Evaluate Prompts, Chains and RAG system

Galileo Evaluate is a powerful bench for rapid, collaborative experimentation across LLMs, Prompts, RAG parameters, Vector Context, Retrievers, Chains/Agents and more. Over time, Galileo becomes your team's centralized Prompt Store with automatic version control.

Core features

  • Prompt Templating and Versioning - One place to create, manage, and track all versions of your templates
  • Evaluation - Evaluate your prompts and mitigate your hallucinations using Galileo's Guardrail Metrics.
  • Experiment tracking - compare different runs and choose the best as per metrics

How to get started

Creating Prompt Run

Create a Prompt Run to evaluate the model's response to a template and a number of inputs. You can create runs through Galileo's Python library promptquality or through the Evaluate UI.
Below is a walkthrough of how to create a run through the UI:
Choosing your Template, Model, and Tune Settings
The first thing you do is choose a Model and Tune Settings. The Evaluate UI lets you query popular LLM APIs. For custom or self-hosted LLMs, you need to use the Python client.
Then, you select a template. You can create a new template or load an existing one. All of your templates and their versions are tracked and can be updated from here. To add a variable slot to your template, wrap it in curly brackets (e.g. "{topic}). You can upload a CSV file with a list of values for your slots, or manually enter values through the DATA section.

Selecting metrics

Galileo has built a menu of Guardrail Metrics for you to choose from. These metrics are tailored to your use case and are designed to help you evaluate your prompts and models. Galileo's Guardrail Metrics are a combination of industry-standard metrics (e.g.
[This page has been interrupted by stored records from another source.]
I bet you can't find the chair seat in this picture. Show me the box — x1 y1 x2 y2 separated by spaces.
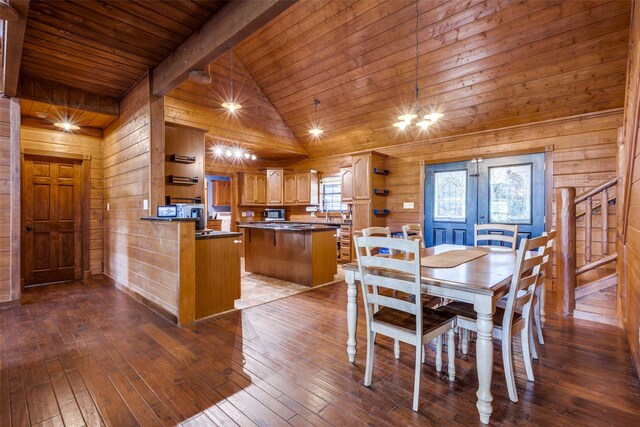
436 302 521 328
373 307 456 333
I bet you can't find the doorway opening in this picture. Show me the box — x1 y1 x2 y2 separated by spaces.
424 153 546 248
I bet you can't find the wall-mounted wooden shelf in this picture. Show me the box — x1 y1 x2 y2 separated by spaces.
166 196 202 204
170 154 196 164
373 188 389 195
373 168 389 175
168 175 198 185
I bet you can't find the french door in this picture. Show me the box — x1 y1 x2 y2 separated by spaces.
424 153 545 248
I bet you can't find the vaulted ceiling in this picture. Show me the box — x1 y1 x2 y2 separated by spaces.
9 0 633 161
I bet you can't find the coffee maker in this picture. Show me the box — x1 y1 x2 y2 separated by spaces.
177 203 205 230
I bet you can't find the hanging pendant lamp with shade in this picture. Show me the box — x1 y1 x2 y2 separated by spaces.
392 0 444 130
309 98 323 136
221 51 242 112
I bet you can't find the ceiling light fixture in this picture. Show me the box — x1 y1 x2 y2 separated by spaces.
210 143 257 162
392 0 443 131
221 51 242 112
53 122 80 132
308 98 323 136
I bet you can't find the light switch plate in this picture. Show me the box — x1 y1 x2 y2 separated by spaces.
106 203 110 211
143 199 148 210
403 202 415 209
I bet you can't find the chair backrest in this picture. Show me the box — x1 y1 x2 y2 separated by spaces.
354 236 423 339
538 230 556 282
502 235 549 330
402 224 425 248
474 223 519 251
362 226 391 256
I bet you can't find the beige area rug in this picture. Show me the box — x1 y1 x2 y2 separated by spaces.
234 259 345 310
421 249 487 268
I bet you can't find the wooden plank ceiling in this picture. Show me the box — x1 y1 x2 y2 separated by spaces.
21 0 227 98
232 0 632 159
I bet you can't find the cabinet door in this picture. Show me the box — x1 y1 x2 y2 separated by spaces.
296 173 310 204
214 181 231 206
352 201 371 232
266 170 283 205
340 167 353 202
284 174 297 204
256 174 267 204
243 174 257 204
352 154 370 200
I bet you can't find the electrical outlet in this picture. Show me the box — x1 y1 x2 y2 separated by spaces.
106 203 110 211
403 202 415 209
143 199 148 210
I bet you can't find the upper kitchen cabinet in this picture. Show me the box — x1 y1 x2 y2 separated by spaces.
212 181 231 206
238 173 267 205
284 171 319 205
352 152 387 200
340 167 353 202
165 125 205 205
266 169 284 205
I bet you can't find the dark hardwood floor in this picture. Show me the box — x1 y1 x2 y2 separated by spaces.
1 276 639 426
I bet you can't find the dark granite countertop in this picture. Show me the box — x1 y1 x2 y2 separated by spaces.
237 223 338 232
140 217 198 222
195 231 243 240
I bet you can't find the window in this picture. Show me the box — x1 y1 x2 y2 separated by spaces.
433 170 467 222
320 177 347 212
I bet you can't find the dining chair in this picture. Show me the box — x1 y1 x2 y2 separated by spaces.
533 230 556 346
402 224 425 248
354 236 457 412
474 223 519 251
362 226 391 256
437 234 548 403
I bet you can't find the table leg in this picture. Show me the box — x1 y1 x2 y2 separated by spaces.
345 270 358 363
474 301 494 424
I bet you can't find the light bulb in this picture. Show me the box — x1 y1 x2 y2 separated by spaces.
424 112 444 122
53 122 80 131
233 149 243 159
397 113 417 122
222 102 242 112
393 121 408 130
244 152 250 159
213 147 223 156
251 154 257 160
309 128 323 136
225 149 232 158
416 120 432 129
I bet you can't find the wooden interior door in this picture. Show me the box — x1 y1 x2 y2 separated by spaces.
23 156 82 286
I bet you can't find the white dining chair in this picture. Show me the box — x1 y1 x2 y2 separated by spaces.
402 224 425 248
437 234 548 403
361 226 391 256
474 223 519 251
354 236 457 412
533 230 556 346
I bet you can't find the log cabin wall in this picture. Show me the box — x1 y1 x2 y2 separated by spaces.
621 0 640 375
20 127 104 275
0 98 21 305
102 76 181 316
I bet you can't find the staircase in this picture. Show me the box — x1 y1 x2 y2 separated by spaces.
556 178 619 325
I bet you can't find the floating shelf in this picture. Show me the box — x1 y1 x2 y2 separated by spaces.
373 188 389 195
166 196 202 204
168 175 198 185
373 168 389 175
170 154 196 164
373 209 390 216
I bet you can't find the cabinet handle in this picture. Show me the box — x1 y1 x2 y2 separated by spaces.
233 240 242 244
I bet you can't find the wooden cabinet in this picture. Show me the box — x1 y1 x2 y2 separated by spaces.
195 236 242 319
238 173 266 205
283 171 319 205
213 181 231 206
266 169 284 205
339 224 353 262
207 219 222 231
352 155 370 200
350 152 388 231
164 125 205 205
352 201 371 232
340 167 353 202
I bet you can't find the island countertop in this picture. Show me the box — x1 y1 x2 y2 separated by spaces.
237 222 339 232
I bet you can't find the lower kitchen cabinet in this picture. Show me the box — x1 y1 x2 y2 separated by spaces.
195 235 242 319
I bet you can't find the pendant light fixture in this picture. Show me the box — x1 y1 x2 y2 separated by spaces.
221 51 242 112
309 98 323 136
392 0 443 130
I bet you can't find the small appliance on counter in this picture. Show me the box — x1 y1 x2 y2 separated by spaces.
263 208 285 221
217 212 232 231
176 203 205 231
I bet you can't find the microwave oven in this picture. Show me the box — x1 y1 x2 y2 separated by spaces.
264 208 285 221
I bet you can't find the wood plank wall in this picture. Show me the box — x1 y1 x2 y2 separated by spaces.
102 76 181 316
621 0 640 376
20 127 104 274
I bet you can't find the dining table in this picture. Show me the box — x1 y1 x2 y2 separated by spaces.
342 244 518 425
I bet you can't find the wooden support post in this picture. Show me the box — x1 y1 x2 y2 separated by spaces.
557 187 576 316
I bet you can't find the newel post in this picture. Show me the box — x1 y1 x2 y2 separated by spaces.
556 187 577 316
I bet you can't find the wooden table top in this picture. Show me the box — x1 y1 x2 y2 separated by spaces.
343 244 517 296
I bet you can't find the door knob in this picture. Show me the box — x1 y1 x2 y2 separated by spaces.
25 225 32 231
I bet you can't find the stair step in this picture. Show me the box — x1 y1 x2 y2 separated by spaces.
574 309 619 327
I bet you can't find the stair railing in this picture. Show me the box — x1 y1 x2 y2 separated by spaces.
556 177 618 316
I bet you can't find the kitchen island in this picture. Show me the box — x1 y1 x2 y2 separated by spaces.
238 223 338 286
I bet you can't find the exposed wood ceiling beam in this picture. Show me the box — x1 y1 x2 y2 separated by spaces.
19 75 119 116
152 0 296 96
2 0 29 97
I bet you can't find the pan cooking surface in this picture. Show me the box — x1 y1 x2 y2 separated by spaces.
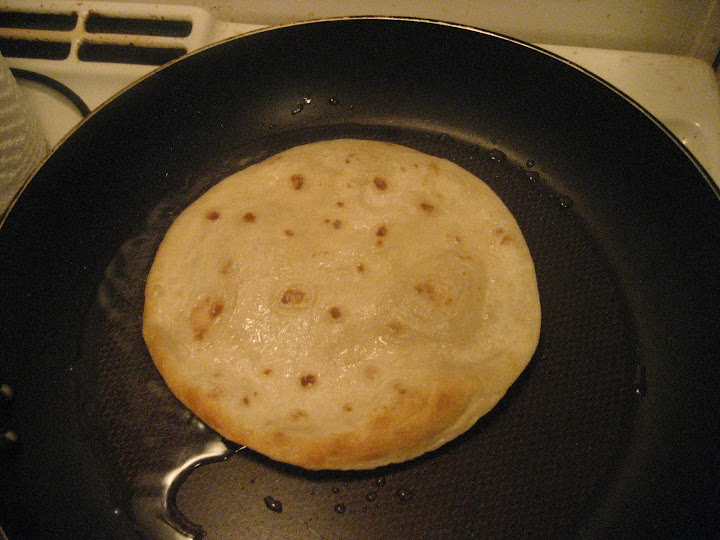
0 18 718 539
79 126 636 538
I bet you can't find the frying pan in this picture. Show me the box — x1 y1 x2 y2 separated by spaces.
1 18 719 539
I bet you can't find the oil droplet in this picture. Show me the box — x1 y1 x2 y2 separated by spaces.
396 488 414 502
0 430 19 454
303 97 312 104
0 383 13 405
264 496 283 513
373 477 386 488
634 363 647 396
557 195 574 209
526 159 535 168
331 486 340 494
366 491 377 502
487 149 506 163
525 170 540 183
291 103 304 115
333 503 346 514
328 97 339 105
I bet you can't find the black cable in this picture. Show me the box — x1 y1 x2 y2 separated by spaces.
9 67 91 117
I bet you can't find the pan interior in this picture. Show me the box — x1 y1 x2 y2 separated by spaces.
77 124 638 538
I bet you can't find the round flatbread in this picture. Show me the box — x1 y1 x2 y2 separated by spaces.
143 139 541 470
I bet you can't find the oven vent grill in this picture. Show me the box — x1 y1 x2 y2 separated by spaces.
0 1 245 66
0 0 261 128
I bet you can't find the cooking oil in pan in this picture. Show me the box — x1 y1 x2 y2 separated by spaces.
77 205 241 539
263 495 284 513
131 439 235 539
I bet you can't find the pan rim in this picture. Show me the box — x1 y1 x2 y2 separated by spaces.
3 16 717 229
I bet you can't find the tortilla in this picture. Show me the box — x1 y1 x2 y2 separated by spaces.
142 139 541 470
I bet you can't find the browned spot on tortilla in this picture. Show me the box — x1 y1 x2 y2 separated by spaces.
400 166 407 172
336 201 344 207
190 297 224 340
415 281 435 295
324 218 331 224
357 263 365 273
436 391 461 413
388 320 403 333
420 202 435 213
428 161 440 173
415 280 448 305
373 176 388 190
284 228 294 236
376 225 387 237
193 328 206 340
272 432 289 445
345 152 358 163
291 174 304 190
394 383 408 395
242 395 250 406
219 259 233 275
329 306 342 319
242 212 256 222
333 219 342 229
207 386 223 399
290 409 308 421
300 374 316 387
376 239 384 247
364 365 378 381
343 403 353 412
262 368 273 375
494 226 513 244
281 288 306 305
370 413 392 431
205 210 220 221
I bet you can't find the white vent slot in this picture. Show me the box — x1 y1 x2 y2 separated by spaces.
0 4 195 66
0 1 262 66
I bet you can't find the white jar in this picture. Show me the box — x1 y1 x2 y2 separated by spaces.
0 52 47 216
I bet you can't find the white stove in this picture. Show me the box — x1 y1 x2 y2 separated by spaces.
2 0 720 187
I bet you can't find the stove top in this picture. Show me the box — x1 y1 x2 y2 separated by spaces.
2 1 720 185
BLEU, ROUGE-1, Perplexity) and an outcome of Galileo's in-house ML Research Team (e.g. Uncertainty, Factuality, Groundedness).
Below is the list of metrics we currently support:
  • Uncertainty
  • Perplexity
  • Context Adherence
  • Completeness
  • Chunk Attribution
  • Chunk Utilization
  • Context Relevance
  • Correctness
  • Tone
  • PII
  • BLEU
  • ROUGE-1
  • More coming very soon.
The same set of Guardrail Metrics can be used to monitor your LLM App once it's in production. See Galileo Observe for more details.
For more information on selecting metrics through the promptquality library see Choosing your metrics. For more information on creating custom metrics see Registering and Using Custom Metrics.
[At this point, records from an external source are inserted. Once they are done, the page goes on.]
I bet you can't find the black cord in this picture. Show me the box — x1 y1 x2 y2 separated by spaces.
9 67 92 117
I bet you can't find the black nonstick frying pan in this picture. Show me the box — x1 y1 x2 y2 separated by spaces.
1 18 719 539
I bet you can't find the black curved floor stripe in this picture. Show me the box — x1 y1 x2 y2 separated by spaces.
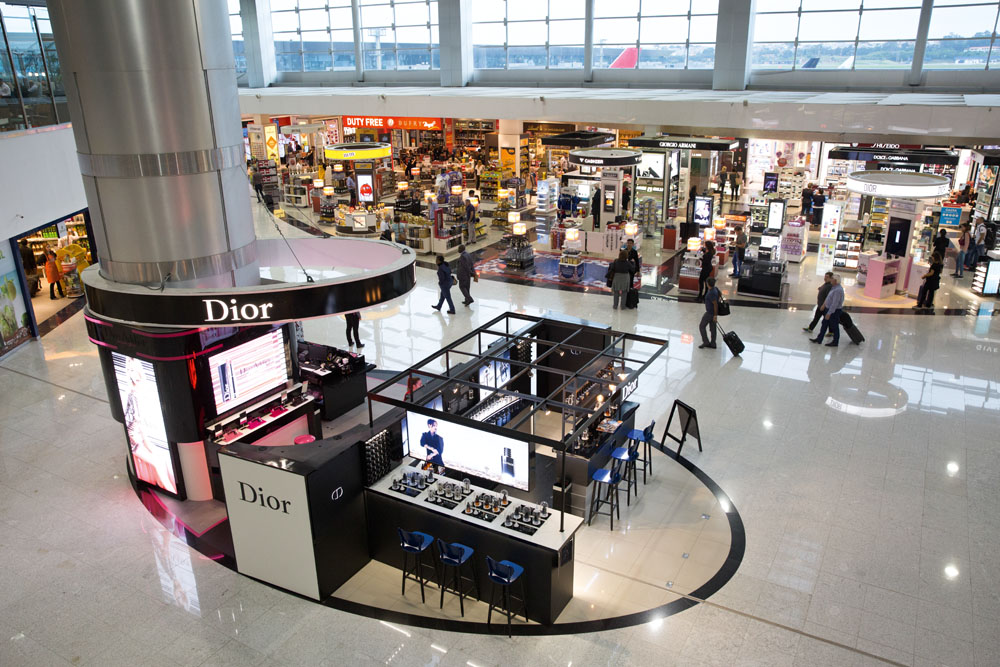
135 444 745 636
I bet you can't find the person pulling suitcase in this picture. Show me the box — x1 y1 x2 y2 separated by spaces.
698 278 721 349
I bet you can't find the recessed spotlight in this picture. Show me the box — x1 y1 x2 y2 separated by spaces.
944 564 959 580
946 461 959 476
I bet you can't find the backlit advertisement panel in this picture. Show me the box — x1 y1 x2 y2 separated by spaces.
208 329 289 415
357 174 374 203
112 352 178 495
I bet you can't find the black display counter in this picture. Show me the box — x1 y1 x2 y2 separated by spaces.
366 465 583 624
297 341 367 421
737 259 786 300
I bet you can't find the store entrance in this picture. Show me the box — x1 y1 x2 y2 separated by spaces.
15 212 92 330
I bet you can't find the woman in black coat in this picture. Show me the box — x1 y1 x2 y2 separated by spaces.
696 240 716 301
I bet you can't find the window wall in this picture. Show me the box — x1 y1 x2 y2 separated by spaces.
0 2 64 133
592 0 718 69
271 0 359 72
358 0 439 71
472 0 586 69
751 0 923 71
924 1 1000 69
228 0 247 76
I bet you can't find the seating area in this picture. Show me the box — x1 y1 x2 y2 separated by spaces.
589 421 655 530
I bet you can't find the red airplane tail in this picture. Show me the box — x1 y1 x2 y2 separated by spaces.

Creating Runs Programmatically

Alternatively, you can use promptquality to create runs through your Python notebook. After running pip install promptquality, you can create prompt runs. Upon execution, you will log into the environment {YOUR_GALILEO_URL} using your API key.
import promptquality as pq
template = "Explain {topic} to me like I'm a 5 year old"
data = {"topic": ["Quantum Physics", "Politics", "Large Language Models"]}
settings=pq.Settings(model_alias='ChatGPT (16K context)',
Expected output for this request should look like this:
Go to {YOUR_GALILEO_URL} to generate a new API Key 🔐
Enter your API Key: {YOUR_KEY}
👋 You have logged into 🔭 Galileo ({YOUR_GALILEO_URL}) as {YOUR_USERNAME}.
Prompt run complete!: 100% x/x [00:09<00:00, 1.19s/it]
🔭 View your prompt run on the Galileo console at: {SOME_URL}
PromptMetrics(total_responses=x, average_hallucination=y, ...)

Compare runs

Get a single-page view to easily compare metrics across different runs and choose the best configuration. This makes the prompt engineering process scientific and systematic.

Evaluating runs

Using a combination of the Guardrail Metrics chosen earlier and manual inspection, you can compare your Prompt Runs and find the best Prompt-Model-Settings combination for your use case. Galileo automatically suggests one with a crown icon. You can change the crowned run as you see fit.
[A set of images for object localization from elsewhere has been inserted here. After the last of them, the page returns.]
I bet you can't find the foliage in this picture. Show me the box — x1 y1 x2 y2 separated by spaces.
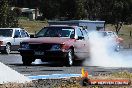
74 0 86 19
84 0 132 34
13 7 22 17
10 0 132 33
39 0 61 20
60 0 76 20
0 0 9 27
0 0 18 28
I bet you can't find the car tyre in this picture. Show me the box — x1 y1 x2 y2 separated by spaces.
22 56 33 66
65 49 74 67
5 44 11 54
1 43 11 54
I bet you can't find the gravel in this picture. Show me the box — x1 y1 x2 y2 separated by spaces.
0 77 131 88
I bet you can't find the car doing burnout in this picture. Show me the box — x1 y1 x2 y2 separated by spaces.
98 31 123 51
18 25 90 66
0 28 30 54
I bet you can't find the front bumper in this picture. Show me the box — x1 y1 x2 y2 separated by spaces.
18 48 68 61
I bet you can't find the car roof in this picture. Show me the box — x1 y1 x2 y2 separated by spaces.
99 31 113 32
99 31 116 34
0 28 23 30
45 25 80 29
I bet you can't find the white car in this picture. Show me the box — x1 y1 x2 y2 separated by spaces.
98 31 123 51
0 28 30 54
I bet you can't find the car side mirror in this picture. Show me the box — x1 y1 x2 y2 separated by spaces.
70 34 75 39
30 34 35 38
78 36 84 40
29 33 35 38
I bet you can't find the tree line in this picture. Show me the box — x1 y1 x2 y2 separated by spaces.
11 0 132 23
39 0 132 34
1 0 132 33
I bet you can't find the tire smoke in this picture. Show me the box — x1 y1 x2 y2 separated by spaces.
83 31 132 67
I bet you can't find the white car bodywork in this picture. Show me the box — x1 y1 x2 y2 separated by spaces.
0 28 30 54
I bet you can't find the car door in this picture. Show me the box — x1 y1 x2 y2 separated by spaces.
11 29 22 50
74 27 89 60
20 29 30 41
82 29 90 54
12 29 30 50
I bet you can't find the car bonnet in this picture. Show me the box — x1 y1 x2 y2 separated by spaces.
23 37 74 44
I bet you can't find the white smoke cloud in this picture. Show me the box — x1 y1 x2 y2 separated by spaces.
83 31 132 67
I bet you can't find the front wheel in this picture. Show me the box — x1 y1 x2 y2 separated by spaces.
1 44 11 54
65 49 74 67
22 56 33 66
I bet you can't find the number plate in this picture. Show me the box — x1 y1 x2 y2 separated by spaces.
34 51 44 55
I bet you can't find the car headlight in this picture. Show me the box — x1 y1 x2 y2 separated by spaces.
50 44 61 50
20 43 29 49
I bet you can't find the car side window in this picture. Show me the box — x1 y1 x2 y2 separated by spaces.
76 28 85 40
14 30 21 38
77 28 83 37
20 30 29 37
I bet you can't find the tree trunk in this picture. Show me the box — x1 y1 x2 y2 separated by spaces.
114 22 123 34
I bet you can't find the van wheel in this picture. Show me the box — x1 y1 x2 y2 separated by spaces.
65 49 74 67
22 56 33 66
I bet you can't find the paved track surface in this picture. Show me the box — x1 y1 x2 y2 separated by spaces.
0 49 132 77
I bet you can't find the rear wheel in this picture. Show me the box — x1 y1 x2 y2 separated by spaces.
65 49 74 67
22 56 33 65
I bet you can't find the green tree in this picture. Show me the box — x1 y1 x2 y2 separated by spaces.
60 0 76 20
17 0 132 28
40 0 61 20
0 0 18 27
74 0 86 19
84 0 101 20
0 0 9 27
84 0 132 34
110 0 131 34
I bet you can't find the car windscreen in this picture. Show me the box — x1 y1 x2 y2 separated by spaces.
99 32 107 37
0 29 13 37
98 31 117 38
36 27 74 38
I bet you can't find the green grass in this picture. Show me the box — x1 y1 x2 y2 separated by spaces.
18 19 48 33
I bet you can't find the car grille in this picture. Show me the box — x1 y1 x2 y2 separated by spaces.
29 44 52 50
How can Evaluate help you fix Hallucinations?

Hallucination means different things in different use cases and for different people. In the realm of closed-book question answering, hallucinations may pertain to the accuracy of information or Correctness (i.e., whether all the facts in my response are indeed factually correct). In open-book scenarios, hallucinations might be linked to the grounding of information or Context Adherence (i.e., whether the facts presented in my response align with the documents or context I supplied to the model). Generally, hallucinations happen when models are forced to generate a response despite lacking substantial knowledge or confidence in its response (Uncertainty).
Galileo offers a comprehensive suite of Hallucination Metrics to help you identify and measure hallucinations. Additionally, Galileo's Guardrail Metrics are built to help you shed light on why and where the model may be struggling.
Enterprise users often have their own unique interpretations of what constitutes hallucinations. Galileo supports Custom Metrics and incorporates Human Feedback and Ratings, empowering you to tailor Galileo Prompt to align with your specific needs and the particular definition of hallucinations relevant to your use case.
With Galileo's Experimentation and Evaluation features, you can systematically iterate on your prompts and models, ensuring a rigorous and scientific approach to improving the quality of responses and addressing hallucination-related challenges.